Although an imperfect proxy, rising income does in the aggregate correlate with longer life-expectancy and better self-reported health status. If wealthier individuals who do not qualify for insurance subsidies enrolled in Exchange plans, the overall risk pool of the Exchanges might improve. As it stands now, however, Exchange enrollees are sicker than those in the average employer-provided health plan. What the HHS report tried to highlight as a feature—the large number of enrollees receiving subsidies—is in reality a bug, as the poorer, sicker population has proved difficult for insurers to cover.

The HHS study contained other material shortcomings. It did not acknowledge that, according to multiple estimates, off-Exchange enrollment nearly matches Exchange enrollment—a fact with two major implications. First, it means more Americans will pay the full freight of higher premiums than the Administration would have you believe. Second, it reinforces that insurers can circumvent the statutory requirement to combine off-Exchange and on-Exchange enrollment into a single risk pool by only selling policies off the Exchange. Some carriers have effectively segmented the market in two by doing just that.
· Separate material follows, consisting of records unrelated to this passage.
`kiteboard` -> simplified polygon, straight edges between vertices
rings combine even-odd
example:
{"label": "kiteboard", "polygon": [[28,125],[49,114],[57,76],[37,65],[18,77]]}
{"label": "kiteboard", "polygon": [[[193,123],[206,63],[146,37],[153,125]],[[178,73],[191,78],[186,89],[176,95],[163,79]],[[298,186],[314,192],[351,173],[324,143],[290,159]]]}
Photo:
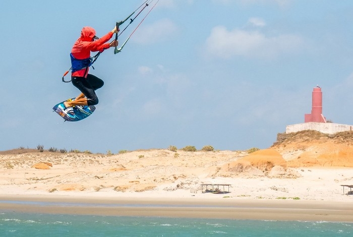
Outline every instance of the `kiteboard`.
{"label": "kiteboard", "polygon": [[53,109],[61,116],[65,120],[65,121],[70,122],[80,121],[84,118],[86,118],[94,112],[96,107],[93,105],[76,105],[73,107],[74,114],[72,114],[67,113],[65,111],[66,107],[64,105],[64,102],[74,100],[76,98],[72,98],[65,101],[61,102],[53,107]]}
Most obviously, while the HHS report advertised how insurance subsidies would cushion the effect of higher premiums for most Exchange purchasers, it did not attempt to estimate the impact on the federal fisc of that higher spending. Others have also noted that the Department again declined to release the underlying data behind its assertions. But by highlighting how much of their population receives federal subsidies, HHS essentially advertised Exchanges’ one-dimensional nature—the same aspect that has many insurers heading for the exits.
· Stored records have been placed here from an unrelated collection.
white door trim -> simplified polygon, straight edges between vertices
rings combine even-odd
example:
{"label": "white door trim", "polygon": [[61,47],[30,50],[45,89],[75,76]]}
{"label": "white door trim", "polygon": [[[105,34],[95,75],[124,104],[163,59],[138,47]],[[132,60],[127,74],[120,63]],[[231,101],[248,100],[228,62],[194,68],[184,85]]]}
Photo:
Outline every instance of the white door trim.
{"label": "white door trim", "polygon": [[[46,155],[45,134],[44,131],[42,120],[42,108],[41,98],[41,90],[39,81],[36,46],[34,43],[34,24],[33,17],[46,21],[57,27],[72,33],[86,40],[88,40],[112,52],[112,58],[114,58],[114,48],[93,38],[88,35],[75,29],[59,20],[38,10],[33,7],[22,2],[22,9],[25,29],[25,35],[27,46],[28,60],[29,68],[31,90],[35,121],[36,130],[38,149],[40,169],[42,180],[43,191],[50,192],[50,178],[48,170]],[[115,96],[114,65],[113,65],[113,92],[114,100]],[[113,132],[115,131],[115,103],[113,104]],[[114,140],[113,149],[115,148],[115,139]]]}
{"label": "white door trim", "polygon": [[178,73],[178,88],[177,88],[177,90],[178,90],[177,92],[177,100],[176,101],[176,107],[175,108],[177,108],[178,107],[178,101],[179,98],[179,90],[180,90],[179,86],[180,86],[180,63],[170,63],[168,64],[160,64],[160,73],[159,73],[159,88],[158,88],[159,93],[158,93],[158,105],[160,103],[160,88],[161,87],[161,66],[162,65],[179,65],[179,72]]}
Does Brookings Have a “Wonk Gap?”

Yesterday two researchers at the Brookings Institution released an article claiming that “people are getting more for less” in the individual market under Obamacare.  The piece claims that people are getting “better” coverage, so I asked one of the authors on Twitter: What proof do you have that the coverage is better?  Do people like PPACA plans more than their prior coverage?  Are these new plans leading to better health outcomes for patients?

In an exchange of tweets, Brookings’ Loren Adler said that surveys show people are satisfied with their PPACA coverage — a nice point, but one that doesn’t prove people think it’s “better” than what they had before.  And he admitted that studying the trade-offs PPACA created — in which generally plans have a higher actuarial value, but smaller doctor and hospital networks — “wasn’t the focus of the research piece.”  All well and good, but if that’s the case, why go out on a limb and make an unsubstantiated claim that PPACA coverage is “better?”

He didn’t have a good answer.  He tweeted that the claim of “better” coverage “has nothing to do with the analysis itself of premium comparison,” and that “the wording used in the intro/conclusion has nothing to do w/ analysis itself.”

Think about those words for a second.  Is that the standard we want for research — that people can reach “conclusions” that have “nothing to do with the analysis itself?”  On that basis, I wrote an e-mail to Brookings (pasted below) requesting a retraction or clarification on the specific point that coverage is “better” and people are getting “more” under PPACA.

As I pointed out last night, the Brookings researchers MADE the nature of PPACA coverage a focal point of the analysis, by including unsubstantiated claims to fit a political talking point: “You’re getting more/better coverage for less!”  Having been called out on it, they should prove the claim, or withdraw it.

Folks on the Left complain frequently about a supposed “wonk gap” among conservatives.  I’d be VERY interested to hear from Paul Krugman, or any other observer, who would defend a researcher who makes conclusions that — by his own admission — have “nothing to do with the analysis itself.”